With the revamp of its Pacific Northwest distribution network, UNFI kicks off a plan to divide the company’s operations among fast- and slow-moving mainstream groceries and fresh foods, with the goal of linking facilities that handle fast-moving goods with larger ones that handle slower-moving products. The expanded Ridgefield, Wash. facility will provide capacity for the company’s growing customer base in the natural, organic and specialty channel.
By streamlining its various systems along with supplier agreements and its distribution network, UNFI plans to see $185 million in annual cost synergies by 2022.
"The construction of Centralia and expansion of our Ridgefield facility represents the first significant step in our optimization of UNFI's DC network following the acquisition of Supervalu, allowing us to better serve all our customers throughout the Pacific Northwest,” Steve Spinner, UNFI's chairman and CEO, said in a statement. "These are two tremendous facilities that, once complete, will provide a great working environment for our associates, an improved and efficient layout for inventory management, optimized logistics route planning, and an ability to help us deliver on the long-term synergy goals we outlined as a part of the Supervalu acquisition."
In addition, UNFI plans to boost its investments in automation.
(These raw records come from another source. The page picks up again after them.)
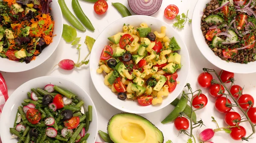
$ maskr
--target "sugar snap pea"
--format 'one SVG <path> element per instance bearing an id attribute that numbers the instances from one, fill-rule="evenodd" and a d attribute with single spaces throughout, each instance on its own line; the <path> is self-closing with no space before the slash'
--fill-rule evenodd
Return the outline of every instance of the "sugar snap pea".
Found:
<path id="1" fill-rule="evenodd" d="M 131 15 L 129 10 L 122 4 L 119 3 L 112 3 L 112 4 L 123 17 Z"/>
<path id="2" fill-rule="evenodd" d="M 60 7 L 64 17 L 74 27 L 82 31 L 85 31 L 86 30 L 84 27 L 80 22 L 75 17 L 71 12 L 69 10 L 64 0 L 58 0 Z"/>

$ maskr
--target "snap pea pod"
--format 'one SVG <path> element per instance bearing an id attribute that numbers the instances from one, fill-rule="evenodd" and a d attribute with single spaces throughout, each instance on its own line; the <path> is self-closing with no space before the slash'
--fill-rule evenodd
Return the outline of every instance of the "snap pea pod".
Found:
<path id="1" fill-rule="evenodd" d="M 86 28 L 93 31 L 94 31 L 94 28 L 88 17 L 85 15 L 78 0 L 72 0 L 72 8 L 75 14 Z"/>
<path id="2" fill-rule="evenodd" d="M 184 93 L 185 92 L 183 91 L 183 93 Z M 184 111 L 187 103 L 188 100 L 183 96 L 182 96 L 177 106 L 161 123 L 166 123 L 174 121 L 175 119 L 179 116 L 180 112 Z"/>
<path id="3" fill-rule="evenodd" d="M 179 98 L 177 98 L 175 99 L 171 103 L 171 104 L 174 106 L 176 106 L 178 104 L 178 103 L 180 99 Z M 186 105 L 186 108 L 185 108 L 185 109 L 183 111 L 183 112 L 184 112 L 184 113 L 185 113 L 185 114 L 188 116 L 188 117 L 189 117 L 189 118 L 191 118 L 191 114 L 190 114 L 191 110 L 191 107 L 190 107 L 189 105 Z M 193 112 L 193 111 L 192 111 Z M 192 112 L 192 121 L 193 121 L 193 122 L 194 122 L 194 123 L 196 123 L 196 115 L 195 114 L 195 112 Z"/>
<path id="4" fill-rule="evenodd" d="M 123 17 L 131 16 L 131 14 L 129 10 L 122 4 L 119 3 L 112 3 L 112 5 L 116 8 Z"/>
<path id="5" fill-rule="evenodd" d="M 58 2 L 60 5 L 63 16 L 66 19 L 78 29 L 84 32 L 85 31 L 85 28 L 83 26 L 83 25 L 69 10 L 66 3 L 65 3 L 64 0 L 58 0 Z"/>

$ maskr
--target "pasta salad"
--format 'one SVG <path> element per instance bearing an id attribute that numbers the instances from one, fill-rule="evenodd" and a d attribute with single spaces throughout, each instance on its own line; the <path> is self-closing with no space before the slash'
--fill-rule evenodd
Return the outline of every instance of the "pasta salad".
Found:
<path id="1" fill-rule="evenodd" d="M 100 56 L 97 72 L 104 72 L 104 84 L 119 99 L 137 99 L 139 104 L 156 105 L 175 89 L 181 67 L 180 48 L 174 37 L 151 32 L 145 23 L 135 27 L 124 24 L 122 32 L 108 38 L 110 41 Z"/>

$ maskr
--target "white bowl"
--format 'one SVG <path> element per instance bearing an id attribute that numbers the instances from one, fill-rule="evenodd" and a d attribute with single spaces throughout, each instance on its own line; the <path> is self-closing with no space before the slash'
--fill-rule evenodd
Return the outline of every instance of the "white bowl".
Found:
<path id="1" fill-rule="evenodd" d="M 31 61 L 30 63 L 26 64 L 25 62 L 21 63 L 18 61 L 14 61 L 8 59 L 0 57 L 0 71 L 17 73 L 28 70 L 35 68 L 46 61 L 53 53 L 58 45 L 63 28 L 63 18 L 60 6 L 57 0 L 52 0 L 50 4 L 51 8 L 51 14 L 55 21 L 53 35 L 56 35 L 52 38 L 52 42 L 46 47 L 40 54 L 36 57 L 35 60 Z"/>
<path id="2" fill-rule="evenodd" d="M 163 103 L 157 105 L 145 107 L 140 106 L 137 101 L 130 100 L 122 101 L 119 99 L 116 94 L 104 83 L 105 74 L 99 74 L 96 72 L 99 57 L 105 45 L 108 45 L 108 37 L 122 31 L 124 23 L 130 24 L 134 26 L 139 26 L 140 23 L 146 22 L 153 31 L 160 31 L 162 26 L 166 27 L 166 36 L 169 37 L 175 36 L 181 48 L 179 53 L 181 56 L 181 69 L 178 71 L 177 84 L 175 90 L 163 98 Z M 144 114 L 153 112 L 167 106 L 181 93 L 186 85 L 189 69 L 189 57 L 187 48 L 177 32 L 167 23 L 156 18 L 143 15 L 134 15 L 122 18 L 113 22 L 108 26 L 98 37 L 93 45 L 90 56 L 90 69 L 91 77 L 96 89 L 102 97 L 110 104 L 124 112 L 136 114 Z"/>
<path id="3" fill-rule="evenodd" d="M 230 72 L 238 73 L 249 73 L 256 72 L 256 62 L 248 64 L 232 62 L 227 62 L 215 56 L 205 42 L 201 30 L 201 14 L 205 8 L 206 4 L 210 0 L 198 0 L 196 3 L 192 17 L 192 31 L 196 45 L 202 54 L 209 62 L 215 66 Z"/>
<path id="4" fill-rule="evenodd" d="M 98 117 L 95 106 L 87 93 L 74 82 L 61 77 L 54 76 L 42 76 L 32 79 L 17 88 L 9 97 L 5 104 L 0 118 L 0 136 L 3 143 L 17 143 L 17 139 L 12 139 L 12 134 L 9 128 L 13 127 L 13 124 L 18 107 L 27 98 L 27 93 L 31 92 L 32 88 L 43 88 L 47 84 L 58 85 L 62 88 L 72 92 L 84 102 L 84 107 L 87 111 L 88 105 L 93 106 L 93 121 L 90 123 L 88 133 L 90 134 L 87 143 L 94 143 L 98 129 Z"/>

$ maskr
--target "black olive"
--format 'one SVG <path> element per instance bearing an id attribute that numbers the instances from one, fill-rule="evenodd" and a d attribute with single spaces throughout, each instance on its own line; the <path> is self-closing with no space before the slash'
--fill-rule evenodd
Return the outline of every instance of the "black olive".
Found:
<path id="1" fill-rule="evenodd" d="M 63 120 L 67 120 L 73 117 L 73 112 L 70 110 L 65 110 L 61 112 L 61 115 Z"/>
<path id="2" fill-rule="evenodd" d="M 156 40 L 156 35 L 152 32 L 149 33 L 147 35 L 147 38 L 150 41 L 154 41 Z"/>
<path id="3" fill-rule="evenodd" d="M 53 98 L 50 95 L 47 94 L 44 95 L 42 99 L 42 104 L 44 105 L 48 105 L 52 102 Z"/>
<path id="4" fill-rule="evenodd" d="M 126 99 L 127 95 L 126 95 L 126 93 L 119 93 L 117 94 L 117 97 L 118 99 L 121 100 L 125 100 Z"/>
<path id="5" fill-rule="evenodd" d="M 116 61 L 113 59 L 109 59 L 108 61 L 107 64 L 108 64 L 108 67 L 111 68 L 115 67 L 116 65 L 116 64 L 117 64 Z"/>
<path id="6" fill-rule="evenodd" d="M 123 61 L 128 62 L 131 59 L 131 54 L 130 53 L 125 53 L 122 56 Z"/>

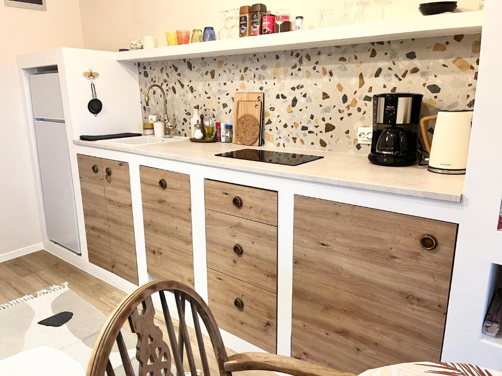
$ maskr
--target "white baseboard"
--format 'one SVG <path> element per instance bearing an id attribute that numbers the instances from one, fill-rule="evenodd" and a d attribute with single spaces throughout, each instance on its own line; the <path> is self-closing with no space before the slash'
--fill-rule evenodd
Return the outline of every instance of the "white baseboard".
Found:
<path id="1" fill-rule="evenodd" d="M 38 251 L 41 251 L 43 249 L 43 244 L 39 243 L 36 244 L 33 244 L 31 246 L 28 246 L 28 247 L 25 247 L 24 248 L 20 248 L 19 249 L 11 251 L 10 252 L 7 252 L 7 253 L 0 255 L 0 262 L 4 262 L 4 261 L 7 261 L 9 260 L 12 260 L 13 259 L 15 259 L 16 257 L 21 257 L 22 256 L 25 256 L 25 255 L 28 255 L 30 253 L 33 253 L 33 252 L 36 252 Z"/>

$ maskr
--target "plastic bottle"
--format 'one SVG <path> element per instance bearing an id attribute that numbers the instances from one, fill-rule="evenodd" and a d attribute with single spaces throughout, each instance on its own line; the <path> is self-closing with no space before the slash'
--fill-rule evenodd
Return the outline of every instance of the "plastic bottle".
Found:
<path id="1" fill-rule="evenodd" d="M 190 119 L 190 131 L 191 132 L 191 135 L 192 138 L 194 138 L 193 134 L 195 132 L 195 124 L 197 124 L 198 121 L 200 121 L 200 118 L 199 117 L 199 109 L 194 108 L 193 115 L 192 115 L 192 118 Z"/>

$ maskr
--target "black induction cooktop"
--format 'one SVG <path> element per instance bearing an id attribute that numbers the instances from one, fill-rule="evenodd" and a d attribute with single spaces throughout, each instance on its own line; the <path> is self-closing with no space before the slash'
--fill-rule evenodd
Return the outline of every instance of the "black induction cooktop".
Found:
<path id="1" fill-rule="evenodd" d="M 286 164 L 288 166 L 298 166 L 307 162 L 320 159 L 324 157 L 317 155 L 308 155 L 306 154 L 285 153 L 282 151 L 269 151 L 256 149 L 241 149 L 233 151 L 215 154 L 216 156 L 233 158 L 236 159 L 254 160 L 277 164 Z"/>

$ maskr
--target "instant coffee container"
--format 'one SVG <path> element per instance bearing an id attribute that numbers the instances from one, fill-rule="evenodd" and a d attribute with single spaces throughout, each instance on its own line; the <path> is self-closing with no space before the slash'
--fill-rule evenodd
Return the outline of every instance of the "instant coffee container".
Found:
<path id="1" fill-rule="evenodd" d="M 273 34 L 275 33 L 275 27 L 276 15 L 270 14 L 270 11 L 268 11 L 267 15 L 262 19 L 262 34 Z"/>
<path id="2" fill-rule="evenodd" d="M 250 35 L 260 35 L 262 34 L 262 21 L 264 16 L 267 16 L 267 6 L 265 4 L 253 4 L 251 7 L 251 32 Z"/>
<path id="3" fill-rule="evenodd" d="M 249 37 L 250 31 L 251 7 L 244 5 L 239 11 L 239 37 Z"/>

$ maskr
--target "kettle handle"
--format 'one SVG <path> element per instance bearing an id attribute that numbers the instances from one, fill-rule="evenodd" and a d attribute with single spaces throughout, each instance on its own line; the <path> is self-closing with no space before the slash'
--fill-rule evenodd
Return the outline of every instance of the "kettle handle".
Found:
<path id="1" fill-rule="evenodd" d="M 424 139 L 424 143 L 425 144 L 425 148 L 427 151 L 431 152 L 431 141 L 429 139 L 429 135 L 427 134 L 427 126 L 425 124 L 428 121 L 434 120 L 438 118 L 438 115 L 432 115 L 430 116 L 425 116 L 423 117 L 420 120 L 420 129 L 422 129 L 422 137 Z"/>

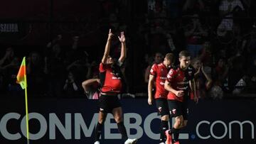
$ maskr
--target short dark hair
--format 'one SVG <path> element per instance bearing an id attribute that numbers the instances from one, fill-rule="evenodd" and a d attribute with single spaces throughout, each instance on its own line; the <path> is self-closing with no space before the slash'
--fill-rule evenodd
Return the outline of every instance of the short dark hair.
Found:
<path id="1" fill-rule="evenodd" d="M 166 58 L 166 60 L 171 60 L 172 62 L 174 62 L 175 58 L 174 58 L 174 54 L 167 53 L 165 57 Z"/>
<path id="2" fill-rule="evenodd" d="M 188 50 L 182 50 L 178 54 L 179 58 L 181 58 L 181 57 L 190 57 L 190 56 L 191 56 L 191 55 Z"/>

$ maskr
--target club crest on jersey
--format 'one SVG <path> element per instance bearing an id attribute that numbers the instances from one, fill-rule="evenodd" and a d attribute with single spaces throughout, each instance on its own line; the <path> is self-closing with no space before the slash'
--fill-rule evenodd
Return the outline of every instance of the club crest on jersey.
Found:
<path id="1" fill-rule="evenodd" d="M 171 113 L 176 114 L 176 109 L 174 109 L 171 110 Z"/>
<path id="2" fill-rule="evenodd" d="M 159 112 L 160 113 L 161 111 L 161 110 L 162 110 L 161 106 L 159 106 L 158 109 L 159 109 Z"/>

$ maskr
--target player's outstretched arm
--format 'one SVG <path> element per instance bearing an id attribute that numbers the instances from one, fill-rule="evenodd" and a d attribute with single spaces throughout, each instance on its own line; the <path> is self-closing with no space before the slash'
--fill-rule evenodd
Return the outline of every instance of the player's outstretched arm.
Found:
<path id="1" fill-rule="evenodd" d="M 107 57 L 110 55 L 110 43 L 111 43 L 111 40 L 112 40 L 112 38 L 113 37 L 113 35 L 114 35 L 114 34 L 111 32 L 111 29 L 110 29 L 103 57 L 102 59 L 102 64 L 106 64 Z"/>
<path id="2" fill-rule="evenodd" d="M 122 31 L 121 35 L 120 36 L 118 36 L 118 38 L 121 42 L 121 55 L 118 60 L 121 62 L 123 62 L 126 58 L 127 53 L 124 32 Z"/>

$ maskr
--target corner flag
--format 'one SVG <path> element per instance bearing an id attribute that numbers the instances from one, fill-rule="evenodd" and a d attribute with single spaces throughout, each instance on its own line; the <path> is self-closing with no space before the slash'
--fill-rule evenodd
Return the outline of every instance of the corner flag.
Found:
<path id="1" fill-rule="evenodd" d="M 23 89 L 25 89 L 26 101 L 26 138 L 28 144 L 29 144 L 29 130 L 28 130 L 28 94 L 27 94 L 27 80 L 26 72 L 26 57 L 23 58 L 20 69 L 17 74 L 17 83 L 19 84 Z"/>
<path id="2" fill-rule="evenodd" d="M 21 84 L 23 89 L 27 87 L 26 72 L 26 57 L 24 57 L 17 74 L 17 83 Z"/>

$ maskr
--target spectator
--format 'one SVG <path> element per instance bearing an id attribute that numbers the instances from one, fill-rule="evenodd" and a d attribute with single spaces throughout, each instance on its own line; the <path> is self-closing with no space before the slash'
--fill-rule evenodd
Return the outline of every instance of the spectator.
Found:
<path id="1" fill-rule="evenodd" d="M 32 94 L 43 94 L 46 92 L 45 89 L 42 89 L 46 86 L 44 68 L 40 54 L 37 52 L 31 52 L 28 58 L 27 77 L 29 92 Z"/>
<path id="2" fill-rule="evenodd" d="M 243 11 L 245 9 L 240 0 L 222 0 L 220 6 L 220 16 L 224 17 L 218 26 L 218 35 L 225 37 L 233 30 L 233 13 L 235 11 Z"/>
<path id="3" fill-rule="evenodd" d="M 149 82 L 149 74 L 150 74 L 150 69 L 151 68 L 153 64 L 159 64 L 162 61 L 163 59 L 163 55 L 160 52 L 156 52 L 154 57 L 154 62 L 151 64 L 149 65 L 149 66 L 146 67 L 146 70 L 145 70 L 145 74 L 144 74 L 144 82 L 146 83 Z"/>
<path id="4" fill-rule="evenodd" d="M 195 82 L 197 96 L 201 99 L 205 99 L 208 95 L 208 92 L 211 88 L 212 79 L 205 72 L 203 63 L 198 58 L 193 59 L 191 65 L 196 70 Z"/>
<path id="5" fill-rule="evenodd" d="M 80 94 L 81 88 L 73 72 L 68 72 L 68 78 L 63 87 L 64 94 L 66 96 L 78 96 Z"/>
<path id="6" fill-rule="evenodd" d="M 253 59 L 252 64 L 248 69 L 249 84 L 248 88 L 250 92 L 256 92 L 256 56 Z"/>
<path id="7" fill-rule="evenodd" d="M 47 45 L 47 53 L 45 57 L 45 72 L 49 78 L 48 83 L 48 94 L 60 96 L 63 89 L 65 69 L 64 65 L 63 51 L 59 44 L 61 35 Z"/>
<path id="8" fill-rule="evenodd" d="M 21 91 L 20 86 L 16 83 L 18 68 L 18 59 L 15 56 L 14 49 L 6 48 L 4 56 L 0 60 L 1 90 L 6 92 L 8 89 L 11 95 L 16 95 Z"/>
<path id="9" fill-rule="evenodd" d="M 185 30 L 185 36 L 187 39 L 187 50 L 192 58 L 197 57 L 208 36 L 208 32 L 200 22 L 198 14 L 193 15 L 192 21 L 188 24 Z"/>

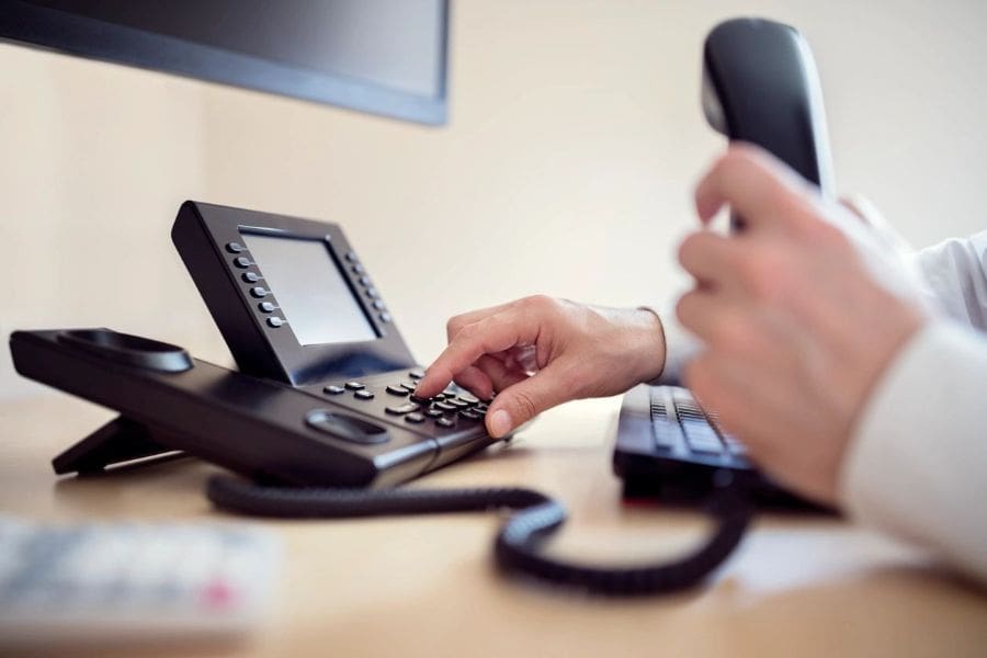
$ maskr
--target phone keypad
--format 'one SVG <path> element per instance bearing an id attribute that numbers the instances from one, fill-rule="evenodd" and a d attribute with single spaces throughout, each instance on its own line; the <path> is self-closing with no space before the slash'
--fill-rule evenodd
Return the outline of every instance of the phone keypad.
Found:
<path id="1" fill-rule="evenodd" d="M 429 398 L 419 397 L 413 390 L 423 376 L 424 371 L 413 368 L 404 374 L 374 375 L 365 381 L 329 384 L 321 392 L 343 406 L 372 416 L 435 428 L 443 434 L 481 427 L 487 416 L 487 402 L 455 386 Z M 344 395 L 347 393 L 352 395 Z M 378 397 L 382 401 L 372 401 Z"/>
Facilities in Southern California and Pennsylvania currently use automated picking systems to prepare orders, and Mario Adamy, national vice president of warehousing and automation for UNFI, said during the company's recent analyst day that it aims to spread that technology across its network. The facility in Ridgefield will deploy a warehouse automation solution that supports its slow-moving SKU assortment.
UNFI’s acquisition of Supervalu has not been without challenges. The company reported earnings well below what analysts predicted for the first fiscal quarter of 2019, citing Supervalu's soft performance as one factor. The company’s stock price has dropped nearly 50% in the past three months and last week, UNFI sued Goldman Sachs, claiming the investment bank put its own interests ahead of its client’s in securing a loan for the acquisition.